Competition AlphaGo between South Korea famous chess player Lee se-dol, eventually AlphaGo defeats lee se-dol in 4:1. This is the victory of the artificial intelligence, and AlphaGo utilization technology is deep learning!

Actually, Deep learning is established on the basis of the neural network technology, because in the late 90 s, neural network technology has not been good, later in order to win back people's attention and study the neural network technology of Canadian scientists Geoffrey Hinton in 2006 for his development of multi-layer neural network technology with a new name "Deep learning" (Deep Leaning), and by every computer image recognition in the global competition of technology, far beyond the other rivals, including Google and other large commercial products, from the Deep learning gradually became the most popular artificial intelligence technology in the world! The basic characteristics of neural network, is trying to imitate the brain neurons transmit, process information model.

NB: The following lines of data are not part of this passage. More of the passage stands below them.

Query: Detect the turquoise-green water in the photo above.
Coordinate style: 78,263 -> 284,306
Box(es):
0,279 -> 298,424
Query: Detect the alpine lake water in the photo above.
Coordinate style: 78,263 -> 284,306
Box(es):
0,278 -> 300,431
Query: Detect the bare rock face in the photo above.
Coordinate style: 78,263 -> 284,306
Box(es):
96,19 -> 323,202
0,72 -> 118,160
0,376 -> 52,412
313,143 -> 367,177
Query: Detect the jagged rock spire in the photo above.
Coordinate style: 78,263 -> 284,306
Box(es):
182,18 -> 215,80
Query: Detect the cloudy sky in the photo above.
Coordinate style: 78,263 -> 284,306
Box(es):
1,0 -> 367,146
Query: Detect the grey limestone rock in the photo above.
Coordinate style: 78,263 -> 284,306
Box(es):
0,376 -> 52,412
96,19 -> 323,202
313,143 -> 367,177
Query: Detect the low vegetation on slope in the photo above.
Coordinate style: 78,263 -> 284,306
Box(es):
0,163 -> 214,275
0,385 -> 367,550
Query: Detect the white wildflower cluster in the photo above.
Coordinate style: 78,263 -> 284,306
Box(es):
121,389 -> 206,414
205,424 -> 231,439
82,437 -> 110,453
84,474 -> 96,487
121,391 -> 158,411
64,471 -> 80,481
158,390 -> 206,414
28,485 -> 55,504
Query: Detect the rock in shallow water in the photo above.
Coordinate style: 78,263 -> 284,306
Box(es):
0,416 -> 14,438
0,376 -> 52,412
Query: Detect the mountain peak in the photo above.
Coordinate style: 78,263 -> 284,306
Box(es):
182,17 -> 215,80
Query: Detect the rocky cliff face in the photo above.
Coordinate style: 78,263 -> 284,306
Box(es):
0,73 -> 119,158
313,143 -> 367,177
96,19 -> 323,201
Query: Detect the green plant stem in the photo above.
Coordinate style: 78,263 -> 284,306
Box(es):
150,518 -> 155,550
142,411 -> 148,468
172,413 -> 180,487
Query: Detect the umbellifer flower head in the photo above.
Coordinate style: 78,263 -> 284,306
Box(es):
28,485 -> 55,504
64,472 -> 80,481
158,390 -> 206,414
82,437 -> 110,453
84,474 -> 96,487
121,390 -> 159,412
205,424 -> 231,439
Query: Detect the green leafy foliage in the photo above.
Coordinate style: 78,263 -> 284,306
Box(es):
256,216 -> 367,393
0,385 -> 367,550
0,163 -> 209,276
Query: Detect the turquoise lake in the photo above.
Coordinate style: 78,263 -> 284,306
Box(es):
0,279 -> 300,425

A computing model, should be divided as neural networks, usually need a lot of nodes connected to each other (also known as' the neurons'), and have two features:

Each neuron, through a specific output function (also called excitation function activation function), computing the weighted input values from other neighboring neurons

The strength of the information transmission between neurons, using so-called weighted value to define, algorithm will continue to self-learning, adjust the weighted values.

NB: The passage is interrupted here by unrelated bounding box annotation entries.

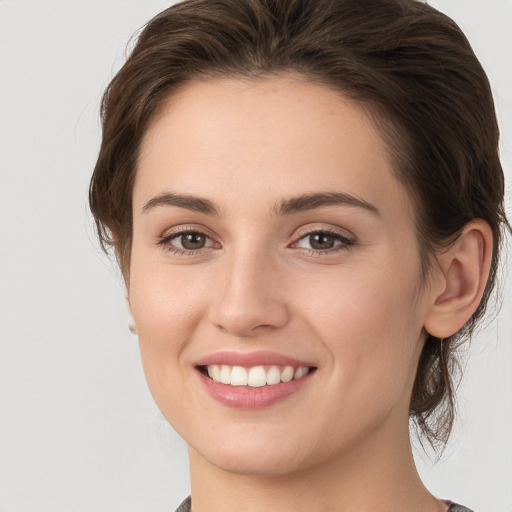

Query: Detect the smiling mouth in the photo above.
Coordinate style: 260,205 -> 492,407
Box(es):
198,364 -> 316,388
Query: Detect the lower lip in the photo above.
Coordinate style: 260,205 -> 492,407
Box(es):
198,370 -> 315,409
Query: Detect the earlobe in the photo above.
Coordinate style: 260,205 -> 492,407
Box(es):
424,219 -> 493,338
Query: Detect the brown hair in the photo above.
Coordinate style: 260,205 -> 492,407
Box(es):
90,0 -> 508,445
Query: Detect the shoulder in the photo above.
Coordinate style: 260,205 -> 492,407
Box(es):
448,503 -> 473,512
176,496 -> 190,512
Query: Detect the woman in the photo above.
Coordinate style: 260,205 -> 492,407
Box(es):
90,0 -> 508,512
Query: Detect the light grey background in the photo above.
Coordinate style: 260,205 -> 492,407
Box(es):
0,0 -> 512,512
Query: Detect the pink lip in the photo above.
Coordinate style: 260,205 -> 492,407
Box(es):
196,351 -> 316,409
197,371 -> 316,409
196,350 -> 314,368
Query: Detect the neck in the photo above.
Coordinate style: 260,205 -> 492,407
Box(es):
189,420 -> 446,512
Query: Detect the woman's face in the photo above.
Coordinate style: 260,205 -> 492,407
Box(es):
129,75 -> 431,475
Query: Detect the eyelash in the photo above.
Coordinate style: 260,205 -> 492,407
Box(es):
157,228 -> 355,257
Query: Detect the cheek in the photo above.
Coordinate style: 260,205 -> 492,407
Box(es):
297,260 -> 422,403
129,250 -> 207,382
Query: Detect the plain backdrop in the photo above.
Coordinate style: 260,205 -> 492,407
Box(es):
0,0 -> 512,512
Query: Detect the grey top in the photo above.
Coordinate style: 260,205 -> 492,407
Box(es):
176,496 -> 473,512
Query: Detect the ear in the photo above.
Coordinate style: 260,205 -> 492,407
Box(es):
424,219 -> 493,338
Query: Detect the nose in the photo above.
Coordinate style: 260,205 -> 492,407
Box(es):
209,249 -> 289,338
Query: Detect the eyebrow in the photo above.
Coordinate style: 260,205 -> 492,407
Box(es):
274,192 -> 381,217
142,192 -> 219,215
142,192 -> 380,216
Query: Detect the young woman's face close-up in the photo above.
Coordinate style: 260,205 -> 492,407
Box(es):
128,76 -> 442,476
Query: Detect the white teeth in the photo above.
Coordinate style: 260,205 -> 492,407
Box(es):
231,366 -> 247,386
206,364 -> 309,388
281,366 -> 294,382
247,366 -> 267,388
267,366 -> 281,386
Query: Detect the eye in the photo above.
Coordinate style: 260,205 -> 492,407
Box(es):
293,230 -> 354,254
158,229 -> 215,255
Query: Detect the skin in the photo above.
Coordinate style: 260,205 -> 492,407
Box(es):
128,75 -> 490,512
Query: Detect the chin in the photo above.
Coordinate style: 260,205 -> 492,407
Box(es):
185,436 -> 318,478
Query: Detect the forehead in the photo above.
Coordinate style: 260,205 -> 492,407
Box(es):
134,75 -> 407,219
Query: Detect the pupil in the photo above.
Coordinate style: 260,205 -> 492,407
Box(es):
181,233 -> 206,249
309,233 -> 334,249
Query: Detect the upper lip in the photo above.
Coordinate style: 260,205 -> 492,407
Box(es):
196,350 -> 314,368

However, deep learning of the basic idea is the machine automatically learning: suppose we have a neural network system S, it has n layer (Sn S1, etc.), it is I the input, the output is O, vividly expressed as: I = > S1 = > S2 = >.....= > Sn = > O, if the output is equal to the input O I, namely input I without any information loss after the system changes, keep a constant, which means that the input I passed each layer Si without any information loss, or layer in any Si, it is the original information (type I) another said. I suppose we have a pile of input (like a heap of images or text), assuming that we have designed a system S (n), by adjusting the system parameters, we make it the output is the input of I, then we can automatically retrieve get input features a series of levels, I namely S1,..., Sn.

For deep learning, the idea is to stack multiple layers, that is to say, this layer of output as the input of the next layer. In this way, can realize the input information expressed by stage. In simple terms, the machine can learn the same information, under the condition of different form of expression, this is actually the essence of the so-called smart!

Search and optimization

Many problems in AI can be solved in theory by intelligently searching through many possible solutions:Reasoning can be reduced to performing a search. For example, logical proof can be viewed as searching for a path that leads from premises to conclusions, where each step is the application of an inference rule.Planning algorithms search through trees of goals and subgoals, attempting to find a path to a target goal, a process called means-ends analysis. Robotics algorithms for moving limbs and grasping objects use local searches in configuration space.Many learning algorithms use search algorithms based on optimization.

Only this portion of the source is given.